Prosegue il botta e risposta tra Cateno De Luca e Ismaele La Vardera. Il sindaco di Taormina definisce l’ex iena suo “figlioccio” ma La Vardera non gradisce e passa al contrattacco.
“Caro Cateno – afferma De Luca in una nota che fa seguito a un’intervista rilasciata da De Luca a LiveSicilia -. Ti ringrazio per il pensiero e per quell’atteggiamento “paterno” che dici di avere nei miei confronti, ma credo bisogna fare chiarezza su alcune cose. E lo dico perché ho capito che in Sicilia siamo troppo abituati a una politica fatta di padri, padrini e a questo punto, anche figliocci. Un abitudine che ho deciso di combattere sin dal primo giorno in cui ho messo piede all’Ars. Dopo di che, caro Cateno, la mia candidatura a presidente non nasce da un’ansia di popolarità – quella, non mi è mai mancata grazie al mio lavoro e che avevo ben prima di entrare in politica – ma forse è più giusto dire da un’ansia di libertà. Quella libertà che in Sicilia manca ormai da troppi anni”.

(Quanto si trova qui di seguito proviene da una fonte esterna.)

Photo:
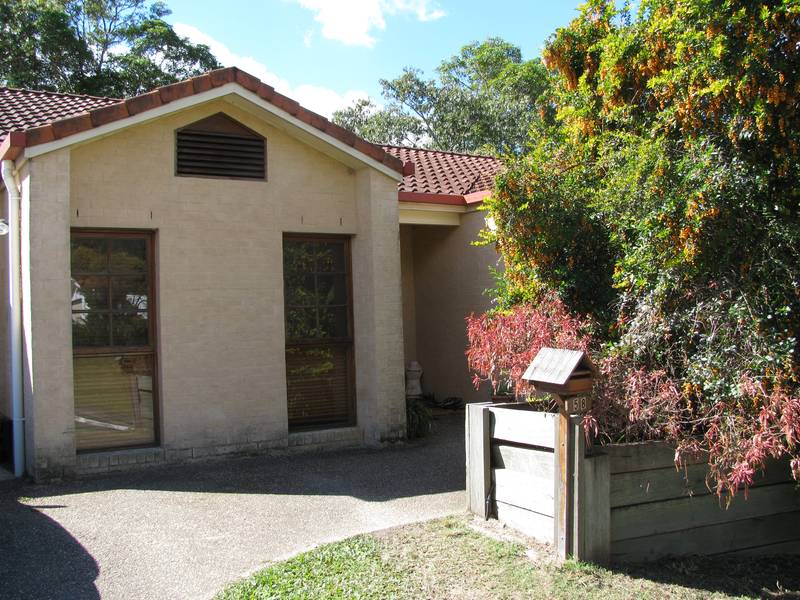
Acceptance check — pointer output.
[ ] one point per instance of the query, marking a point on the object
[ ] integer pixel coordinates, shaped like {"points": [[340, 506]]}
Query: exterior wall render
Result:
{"points": [[450, 276], [409, 302], [5, 392], [219, 281], [47, 336]]}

“Ho letto che ti sei premurato anche di mettermi in guardia sulla mia progettualità, e che dici che non ho idee. Bene, non è un mistero e oltre ad averla accennata il 14 febbraio durante un grande evento con oltre 2000 persone, è anche scritta in tutti gli atti parlamentari che ho presentato, nelle denunce fatte e nelle risposte a quei territori che ascolto ogni giorno. Abbiamo presentato un pezzo di programma straordinario che puoi trovare serenamente sul nostro sito”.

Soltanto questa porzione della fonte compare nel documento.